大谷翔平の前にも存在したエンゼルス「二刀流」の“先輩” 投手&野手で歴史刻んだ男とは

2018/05/21

text By

photo

Getty Images

タグ: , , , , , ,



「ワンダフル」1964年からエンゼルスでプレー

 野球は記録のスポーツとも言われる。そして、センセーショナルな新星の登場は、歴史を掘り起こさせる。ロサンゼルス・エンゼルスの大谷翔平投手の活躍により、歴史の狭間に埋もれていた二刀流選手を、現地紙『ロサンゼルス・タイムズ』が紹介した。
 
 18日付の同紙では、「彼がエンゼルス初の二刀流選手だ」とウィリー・スミス氏の存在を特集。「ワンダフル・ウィリー」の愛称で親しまれ、エンゼルスでは1964年から3シーズンプレーした。
 
 黒人だったスミスは、当時大リーグよりもレベルは上とも言われていたニグロ・リーグ出身。63年にデトロイト・タイガースでメジャーデビューし、64年4月28日にトレード移籍してきた。左投げ左打ちで当時25歳だったスミスは、最初の1カ月は中継ぎ左腕としてプレー。防御率1.65を記録した。
 
 転機は6月8日のクリーブランド・インディアンス戦だった。0-2でビハインドの7回、スミスは代打起用され1点差に迫るタイムリーを放った。その裏、ビル・リグニー監督はスミスにそのままライトの守備に就かせた。試合はもつれて3-3と同点に追いつき、訪れた8回裏の守備。1死一塁で3人連続左打者を迎える場面で、監督はスミスをライトからマウンドへ向かわせたのだ。
 
 ブルペン投球もできず、マウンドで8球のウォーミングアップだけ。1人目は打ち取ったものの、2人目に勝ち越し2ランを浴び、試合もそのまま敗れた。
 
 1週間後の14日にはレフトで先発し、メジャー初本塁打。翌15日のマウンドが、このシーズン投手として最後の登板となった。
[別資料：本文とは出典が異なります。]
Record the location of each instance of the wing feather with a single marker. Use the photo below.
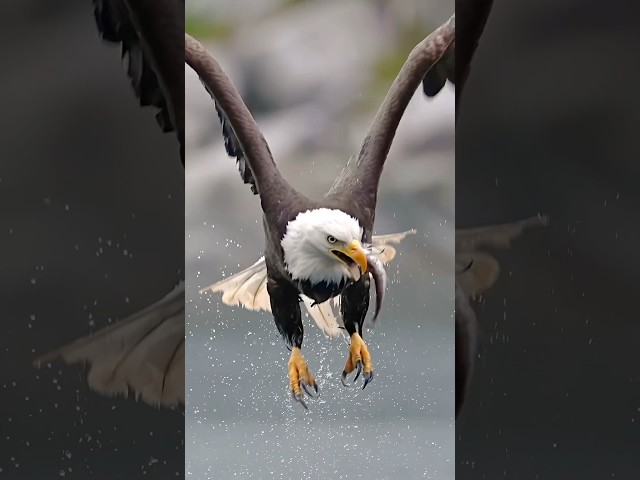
(143, 353)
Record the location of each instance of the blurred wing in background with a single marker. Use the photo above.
(248, 288)
(150, 33)
(472, 16)
(145, 352)
(476, 272)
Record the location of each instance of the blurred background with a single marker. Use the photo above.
(313, 74)
(548, 123)
(91, 227)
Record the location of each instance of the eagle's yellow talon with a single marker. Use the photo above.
(360, 359)
(299, 376)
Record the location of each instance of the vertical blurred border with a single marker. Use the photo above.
(92, 230)
(548, 124)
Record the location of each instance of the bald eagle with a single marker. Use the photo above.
(318, 250)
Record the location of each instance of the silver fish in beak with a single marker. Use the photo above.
(379, 275)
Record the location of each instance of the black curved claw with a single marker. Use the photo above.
(368, 376)
(358, 370)
(304, 386)
(298, 398)
(343, 378)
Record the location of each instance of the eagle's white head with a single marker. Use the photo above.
(323, 245)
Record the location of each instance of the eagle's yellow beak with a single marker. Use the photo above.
(354, 257)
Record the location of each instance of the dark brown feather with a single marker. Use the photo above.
(150, 35)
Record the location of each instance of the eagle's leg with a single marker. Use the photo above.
(285, 307)
(354, 305)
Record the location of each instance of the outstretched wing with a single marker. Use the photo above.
(472, 17)
(143, 353)
(242, 137)
(248, 288)
(359, 179)
(150, 33)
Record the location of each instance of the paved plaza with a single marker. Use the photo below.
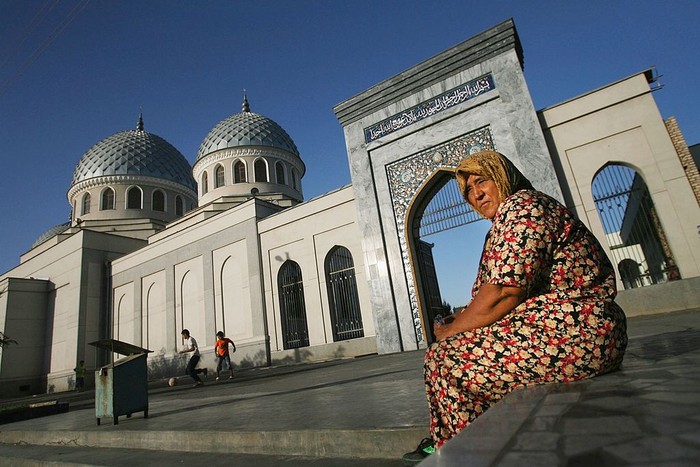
(369, 410)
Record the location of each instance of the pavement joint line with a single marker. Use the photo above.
(389, 443)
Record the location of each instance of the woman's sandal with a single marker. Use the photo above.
(424, 449)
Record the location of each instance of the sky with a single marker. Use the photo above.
(74, 72)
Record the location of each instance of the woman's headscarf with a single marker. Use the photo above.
(494, 166)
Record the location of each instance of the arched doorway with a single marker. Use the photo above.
(414, 183)
(343, 300)
(436, 227)
(632, 227)
(295, 332)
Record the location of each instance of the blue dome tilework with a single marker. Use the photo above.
(246, 129)
(135, 152)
16日には「4番・ライト」で出場し、以降は打者に専念することになる。
 
 この年のエンゼルスは防御率はリーグ2位の一方で、得点は最下位だった。「我々は得点するための柱を欠いていた。ウィリーはそこにフィットしたんだ」と当時の二塁手だったボビー・クノープ氏は述懐する。
 
 結局このシーズン、スミスは打手として打率.301、108安打、11本塁打、51打点と活躍。投手としても15試合で1勝4敗、防御率2.84という成績を残した。翌年以降、引退までの7シーズンで登板は68年のわずか3試合でいずれも敗戦処理に近い形で、ほぼ野手に専念した。

輝きが映し出す歴史の“輪郭”

 大谷はベーブ・ルース氏以来の二刀流選手として日米で注目を集める。確かにスミスは救援中心の起用で、二刀流併用時期も短く、10勝&10本塁打は達成していない。それでも1964年のスタッツは注目に値するし、先人が同じエンゼルスにいたことは驚きに違いない。
 
 イチロー外野手(シアトル・マリナーズ)が年間262安打の年間最多安打を記録した2004年。前記録保持者のジョージ・シスラー氏の遺族が「彼は長い間忘れられた存在だった。私たちはそのことに不満も感じていた。再びシスラー本人と彼の記録に光が当たり感謝しています」と伝えたのは有名だ。
 
 ボクサーを志し、アメフトで挫折した苦労人。スミスは06年に66歳で生涯を終えた。これからも大谷が放つ光が輝けば輝くほど、歴史の陰も興味深い輪郭を次々とのぞかせくれるであろう。